The two departing hydrogen atoms perform a complex motion from their initial positions to the conical intersection: contracting of the distance between them, rotation that brings them to the position above the center of the ring and increasing the distance between the center of mass (CM) of the H2 fragment and the carbon ring. The angular momentum created in this motion is the origin of the observed helicopter-type one. It may be traced to the participation of the isomerization reaction in the Longuet-Higgins loop encircling the conical intersection which induces the necessary angular momentum.
The two proposed conical intersections provide a model that is consistent with the experimental results on the CHDN system [60–64].
VII. COMPARISON WITH OTHER METHODS FOR LOCATING
CONICAL INTERSECTIONS
The method presented in this chapter is aimed mainly at providing information on the presence of conical intersections in large molecules, and helps in the calculation of their energies and structures. In this section, we review briefly some other procedures used to characterize conical intersections, and compare them with the present method.
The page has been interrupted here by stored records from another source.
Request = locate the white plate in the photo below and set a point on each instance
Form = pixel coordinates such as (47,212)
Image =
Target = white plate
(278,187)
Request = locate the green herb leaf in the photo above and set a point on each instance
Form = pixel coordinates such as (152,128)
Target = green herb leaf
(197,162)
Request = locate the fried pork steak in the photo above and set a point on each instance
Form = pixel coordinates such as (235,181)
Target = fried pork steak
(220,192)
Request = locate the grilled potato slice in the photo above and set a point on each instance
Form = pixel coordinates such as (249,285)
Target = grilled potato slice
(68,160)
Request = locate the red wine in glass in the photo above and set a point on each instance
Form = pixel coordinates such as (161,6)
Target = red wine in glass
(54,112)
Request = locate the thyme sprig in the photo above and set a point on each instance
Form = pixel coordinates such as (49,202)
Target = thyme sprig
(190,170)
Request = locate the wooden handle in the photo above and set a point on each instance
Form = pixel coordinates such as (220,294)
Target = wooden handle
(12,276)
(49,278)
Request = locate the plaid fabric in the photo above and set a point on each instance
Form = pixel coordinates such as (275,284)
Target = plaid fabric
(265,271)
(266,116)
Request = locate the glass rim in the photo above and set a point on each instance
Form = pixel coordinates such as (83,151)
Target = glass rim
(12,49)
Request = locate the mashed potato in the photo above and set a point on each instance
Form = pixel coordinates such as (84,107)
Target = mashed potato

The practical implementation of all schemes requires high-level quantum mechanical calculations. The major advances achieved in this field in the last two decades appear to be a major factor for the revival of interest in the subject. Several efficient computational methods are currently available for finding conical intersections in polyatomic systems and calculating their properties. The field is very active at the moment, and the prospects for further progress are very promising. Yet, it is still true, as summarized by Worth and Cederbaum [100]: The complete evaluation of potential energy surfaces is an impossible task for systems comprising more than a few atoms. Approximations have to be made— the different methods are distinguished mostly by the nature of the approximations.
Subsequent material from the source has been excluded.